Essential role for Cdk2 inhibitory phosphorylation during replication stress revealed by a human Cdk2 knockin mutation.

Publication Type:

Journal Article


Proceedings of the National Academy of Sciences of the United States of America, Volume 110, Issue 22, p.8954-9 (2013)


2013, Clinical Research Division, Human Biology Division, June 2013


Cyclin-dependent kinases (Cdks) coordinate cell division, and their activities are tightly controlled. Phosphorylation of threonine 14 (T14) and tyrosine 15 (Y15) inhibits Cdks and regulates their activities in numerous physiologic contexts.
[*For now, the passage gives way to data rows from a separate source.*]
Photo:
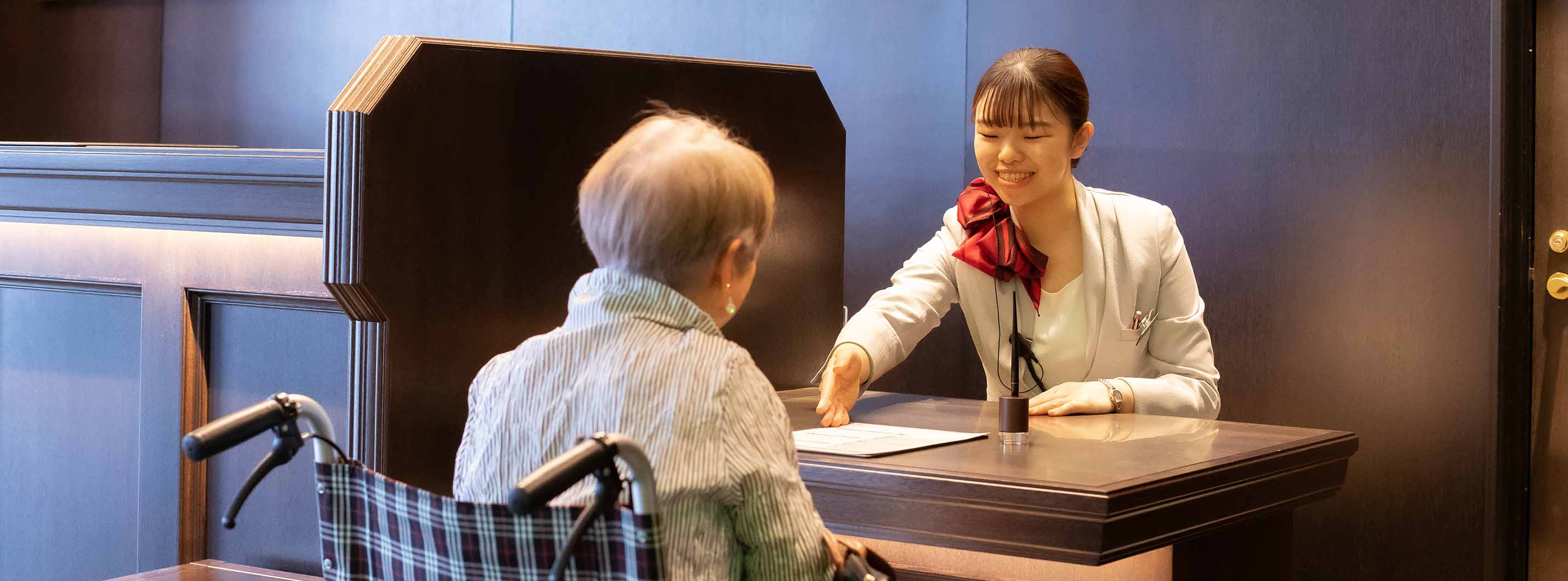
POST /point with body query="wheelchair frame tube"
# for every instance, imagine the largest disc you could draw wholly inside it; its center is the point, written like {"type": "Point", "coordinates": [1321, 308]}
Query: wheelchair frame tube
{"type": "Point", "coordinates": [642, 477]}
{"type": "Point", "coordinates": [319, 423]}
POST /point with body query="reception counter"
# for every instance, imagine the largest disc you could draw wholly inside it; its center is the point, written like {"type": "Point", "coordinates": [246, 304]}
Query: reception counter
{"type": "Point", "coordinates": [1086, 491]}
{"type": "Point", "coordinates": [146, 290]}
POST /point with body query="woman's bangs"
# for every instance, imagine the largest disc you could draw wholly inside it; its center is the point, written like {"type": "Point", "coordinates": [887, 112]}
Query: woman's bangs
{"type": "Point", "coordinates": [1012, 101]}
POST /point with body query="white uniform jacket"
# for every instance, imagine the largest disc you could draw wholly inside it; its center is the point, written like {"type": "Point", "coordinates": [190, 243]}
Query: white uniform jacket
{"type": "Point", "coordinates": [1134, 259]}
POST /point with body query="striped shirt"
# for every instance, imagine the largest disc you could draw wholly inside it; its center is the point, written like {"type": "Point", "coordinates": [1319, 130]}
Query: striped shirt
{"type": "Point", "coordinates": [640, 359]}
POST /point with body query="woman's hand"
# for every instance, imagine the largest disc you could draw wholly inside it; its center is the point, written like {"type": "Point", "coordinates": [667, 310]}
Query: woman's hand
{"type": "Point", "coordinates": [839, 549]}
{"type": "Point", "coordinates": [841, 384]}
{"type": "Point", "coordinates": [1075, 397]}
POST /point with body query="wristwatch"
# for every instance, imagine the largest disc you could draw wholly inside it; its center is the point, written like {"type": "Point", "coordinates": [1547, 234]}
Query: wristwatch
{"type": "Point", "coordinates": [1115, 397]}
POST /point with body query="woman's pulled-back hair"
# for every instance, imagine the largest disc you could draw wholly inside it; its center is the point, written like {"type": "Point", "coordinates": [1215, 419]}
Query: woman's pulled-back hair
{"type": "Point", "coordinates": [1018, 83]}
{"type": "Point", "coordinates": [667, 198]}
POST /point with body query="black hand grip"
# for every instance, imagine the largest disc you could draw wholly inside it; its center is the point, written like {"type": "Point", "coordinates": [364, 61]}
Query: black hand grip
{"type": "Point", "coordinates": [869, 567]}
{"type": "Point", "coordinates": [231, 430]}
{"type": "Point", "coordinates": [559, 474]}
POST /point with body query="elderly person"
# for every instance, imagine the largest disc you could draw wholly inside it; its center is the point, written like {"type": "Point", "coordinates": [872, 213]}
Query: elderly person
{"type": "Point", "coordinates": [675, 214]}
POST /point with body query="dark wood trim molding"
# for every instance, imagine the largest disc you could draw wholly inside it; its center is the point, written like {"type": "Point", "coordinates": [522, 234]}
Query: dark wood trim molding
{"type": "Point", "coordinates": [194, 397]}
{"type": "Point", "coordinates": [1514, 159]}
{"type": "Point", "coordinates": [183, 189]}
{"type": "Point", "coordinates": [71, 286]}
{"type": "Point", "coordinates": [345, 226]}
{"type": "Point", "coordinates": [367, 408]}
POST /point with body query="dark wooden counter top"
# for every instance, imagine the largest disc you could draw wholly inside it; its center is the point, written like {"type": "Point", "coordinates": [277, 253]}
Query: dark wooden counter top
{"type": "Point", "coordinates": [1086, 489]}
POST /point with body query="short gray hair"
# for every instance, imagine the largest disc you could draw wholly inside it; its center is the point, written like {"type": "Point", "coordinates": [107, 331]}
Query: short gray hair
{"type": "Point", "coordinates": [672, 193]}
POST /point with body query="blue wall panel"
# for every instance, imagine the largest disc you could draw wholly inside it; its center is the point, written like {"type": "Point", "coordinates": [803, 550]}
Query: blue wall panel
{"type": "Point", "coordinates": [253, 351]}
{"type": "Point", "coordinates": [263, 72]}
{"type": "Point", "coordinates": [70, 368]}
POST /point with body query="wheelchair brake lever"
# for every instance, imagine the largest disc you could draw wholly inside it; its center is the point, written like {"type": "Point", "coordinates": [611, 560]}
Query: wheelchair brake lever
{"type": "Point", "coordinates": [286, 444]}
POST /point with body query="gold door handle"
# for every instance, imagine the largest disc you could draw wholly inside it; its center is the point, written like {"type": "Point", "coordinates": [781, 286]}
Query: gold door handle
{"type": "Point", "coordinates": [1558, 286]}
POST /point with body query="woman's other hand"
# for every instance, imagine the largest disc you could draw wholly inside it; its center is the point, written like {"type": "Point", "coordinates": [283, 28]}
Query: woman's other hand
{"type": "Point", "coordinates": [841, 384]}
{"type": "Point", "coordinates": [1075, 397]}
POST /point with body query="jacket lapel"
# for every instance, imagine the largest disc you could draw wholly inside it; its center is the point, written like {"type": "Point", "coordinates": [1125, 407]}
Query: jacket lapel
{"type": "Point", "coordinates": [1097, 269]}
Although the roles of Cdk1 inhibitory phosphorylation during mitosis are well described, studies of Cdk2 inhibitory phosphorylation during S phrase have largely been indirect. To specifically study the functions of Cdk2 inhibitory phosphorylation, we used gene targeting to make an endogenous Cdk2 knockin allele in human cells, termed Cdk2AF, which prevents Cdk2 T14 and Y15 phosphorylation. Cdk2AF caused premature S-phase entry, rapid cyclin E degradation, abnormal DNA replication, and genome instability. Cdk2AF cells also exhibited strikingly abnormal responses to replication stress, accumulated irreparable DNA damage, and permanently exited the cell cycle after transient exposure to S-phase inhibitors. Our results reveal the specific and essential roles of Cdk2 inhibitory phosphorylation in the successful execution of the replication stress checkpoint response and in maintaining genome integrity.